Una Berlín hecha añicos provee el fondo a los créditos iniciales del filme que presenta a Edmund Köhler, el protagonista, en la lúgubre labor de cavador de tumbas. El niño de apenas 13 años, se sirve de éste y todos los medios a su alcance para conseguir una tarjeta de alimentos, imprescindible ante su desesperada situación doméstica.
Cohabita una misma casa junto a otras cuatro familias. La suya conformada por 4 miembros, uno de ellos sin documentos. De ahí la imperiosa necesidad por conseguirla ante la miseria y la estrechez que moldean una cruenta lucha por la supervivencia. Los hombres Köhler están mermados, el padre postrado, el hermano mayor imposibilitado y recluido por los traumas del soldado veterano. Dejando ambos el papel de proveedor sobre sus jóvenes hombros.
Las escenas rodadas en interiores muestran la estrechez física de la convivencia. Para significar el hacinamiento los personajes se comprimen unos encima de otros, en espacios insuficientes.

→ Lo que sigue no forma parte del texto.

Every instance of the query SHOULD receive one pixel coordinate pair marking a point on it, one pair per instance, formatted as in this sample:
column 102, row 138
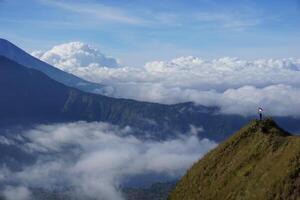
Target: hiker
column 260, row 111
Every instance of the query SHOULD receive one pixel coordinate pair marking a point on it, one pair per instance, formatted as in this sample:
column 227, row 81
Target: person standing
column 260, row 111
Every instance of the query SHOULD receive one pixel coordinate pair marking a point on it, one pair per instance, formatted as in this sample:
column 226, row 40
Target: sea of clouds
column 236, row 86
column 94, row 159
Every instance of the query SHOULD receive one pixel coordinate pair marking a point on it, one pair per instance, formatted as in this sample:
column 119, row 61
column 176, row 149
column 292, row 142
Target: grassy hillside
column 261, row 161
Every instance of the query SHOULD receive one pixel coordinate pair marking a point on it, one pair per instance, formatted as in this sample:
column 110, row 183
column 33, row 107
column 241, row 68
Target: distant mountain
column 29, row 96
column 261, row 161
column 9, row 50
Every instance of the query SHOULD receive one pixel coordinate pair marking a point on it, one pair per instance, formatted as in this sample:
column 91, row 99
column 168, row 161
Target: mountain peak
column 266, row 126
column 258, row 162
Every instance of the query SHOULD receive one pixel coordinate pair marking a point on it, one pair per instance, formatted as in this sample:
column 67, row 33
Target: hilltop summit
column 261, row 161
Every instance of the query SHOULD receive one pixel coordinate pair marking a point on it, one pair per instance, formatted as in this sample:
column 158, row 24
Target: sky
column 139, row 31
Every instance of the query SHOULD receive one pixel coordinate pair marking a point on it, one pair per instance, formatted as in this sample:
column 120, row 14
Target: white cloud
column 75, row 55
column 96, row 158
column 236, row 86
column 16, row 193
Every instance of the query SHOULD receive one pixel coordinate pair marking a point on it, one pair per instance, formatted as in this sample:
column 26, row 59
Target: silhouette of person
column 260, row 111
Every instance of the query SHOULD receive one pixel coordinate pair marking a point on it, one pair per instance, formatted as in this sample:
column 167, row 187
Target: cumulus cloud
column 236, row 86
column 95, row 159
column 75, row 55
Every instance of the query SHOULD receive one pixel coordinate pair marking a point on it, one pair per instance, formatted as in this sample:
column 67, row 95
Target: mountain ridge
column 12, row 52
column 261, row 161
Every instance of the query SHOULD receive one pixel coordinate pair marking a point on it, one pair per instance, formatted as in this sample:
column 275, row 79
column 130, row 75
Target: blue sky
column 137, row 31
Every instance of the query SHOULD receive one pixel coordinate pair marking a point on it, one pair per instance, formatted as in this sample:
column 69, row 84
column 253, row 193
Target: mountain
column 9, row 50
column 29, row 97
column 261, row 161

Distintas estampas de la escasez y la desesperación toman lugar adentro y afuera. El entorno hostil revelado mientras la cámara en contante vaivén lo sigue recorriendo la ciudad para encontrar riesgos y malas compañías, como la del pedófilo ex-maestro, a quien se muestra sobradamente afectuoso en un close up que recrudece la incomodidad de esa malsana intimidad.
Autenticidad imposible de fabricar, la ciudad ofrece la devastación de la Gran Guerra, con quien dialoga una grabación de Hitler en una secuencia impresionante.
Un doble giro argumental fortalece la premisa del guión. Huérfano por azar, luego por elección, Edmund enfrentará en una de las secuencias finales el rechazo último de sus pares. Pillería, robo, contrabando, prostitución y estafa son los nuevos nombres de la supervivencia que sin una guía moral lo llevarán a un funesto final.